Often our customers’ version of truth changes from one day to the next. A friend who is a realtor has told me that people’s ideas of what they want in a home can change many times throughout the home buying process. One day it’s an older home with lots of character on a wooded lot; the next day it’s new construction with a mega-master suite, Jacuzzi and walk-in closets.
It’s not that the realtor’s clients were wrong yesterday. It’s that they had just redefined their “truth.” Her challenge is to adapt to her clients’ new reality. It may be difficult to sell to a moving target, but her only choice is to improvise and adapt.
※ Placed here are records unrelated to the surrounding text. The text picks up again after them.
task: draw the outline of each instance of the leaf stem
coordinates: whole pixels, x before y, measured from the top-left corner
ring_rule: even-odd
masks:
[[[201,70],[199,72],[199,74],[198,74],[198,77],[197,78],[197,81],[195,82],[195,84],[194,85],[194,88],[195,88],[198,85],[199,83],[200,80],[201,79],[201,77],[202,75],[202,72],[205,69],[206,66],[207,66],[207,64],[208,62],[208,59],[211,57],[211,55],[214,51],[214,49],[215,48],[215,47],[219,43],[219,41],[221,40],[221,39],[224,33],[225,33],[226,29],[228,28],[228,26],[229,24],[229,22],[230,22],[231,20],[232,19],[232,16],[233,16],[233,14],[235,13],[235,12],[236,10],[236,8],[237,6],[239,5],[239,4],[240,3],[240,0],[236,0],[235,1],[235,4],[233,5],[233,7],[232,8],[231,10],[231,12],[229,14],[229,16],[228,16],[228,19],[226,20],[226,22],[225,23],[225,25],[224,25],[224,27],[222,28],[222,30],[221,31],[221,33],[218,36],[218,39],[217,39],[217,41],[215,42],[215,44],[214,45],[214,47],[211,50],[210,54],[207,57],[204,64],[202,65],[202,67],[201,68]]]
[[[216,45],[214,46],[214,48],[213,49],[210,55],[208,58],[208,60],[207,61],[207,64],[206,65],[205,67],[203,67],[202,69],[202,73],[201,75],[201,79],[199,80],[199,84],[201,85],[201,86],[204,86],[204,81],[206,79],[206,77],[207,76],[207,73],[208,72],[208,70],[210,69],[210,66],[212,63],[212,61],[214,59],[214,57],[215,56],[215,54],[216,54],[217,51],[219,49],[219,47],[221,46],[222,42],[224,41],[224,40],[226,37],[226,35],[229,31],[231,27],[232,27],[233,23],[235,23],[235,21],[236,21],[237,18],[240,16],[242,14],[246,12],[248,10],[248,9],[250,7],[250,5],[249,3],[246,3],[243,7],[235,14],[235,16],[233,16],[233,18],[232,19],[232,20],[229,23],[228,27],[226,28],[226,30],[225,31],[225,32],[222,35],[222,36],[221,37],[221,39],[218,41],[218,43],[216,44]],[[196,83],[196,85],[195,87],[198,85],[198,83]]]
It’s critical to be alert to changes in your customers’ reality. “Our budget was just slashed,” or “We’re making Janice the project manager,” or “The project has been put on hold for three months” are reality-changers. It’s really tempting to be frustrated by these kinds of situations, but the fact remains: your customer has redefined a new truth, and you have no choice but to go with the flow.
These redefinitons of the truth aren’t always bad, of course. Last week a client said to me, “Steve, we’ve had some personnel changes and are having challenges with senior management buy-off, so how much will it cost to extend your contract for one more month?” Personnel changes and senior management bureaucracy have become the new truth in their organization, and my best course of action was to recognize that truth and work with it (And benefit from it).
If you focus on denying and resisting your customer’s truth, you won’t be able to see a clear way out of this truth to a better place. Let’s imagine that a customer says she thinks a competitor’s product is as good as yours, but you know, with 100% certainty, that your product will work better for her than the competitor’s. Should you focus on the fact that she is wrong, or focus on understanding her version of the truth? What will make it easier for you to deal with the situation and eventually encourage her to embrace a new version of the truth?
When your customer says something you don’t like, recognize the new reality. Recognize your customer’s truth. Then, you will be in a much better position to help your customer shift from her current idea of what is true to a different truth.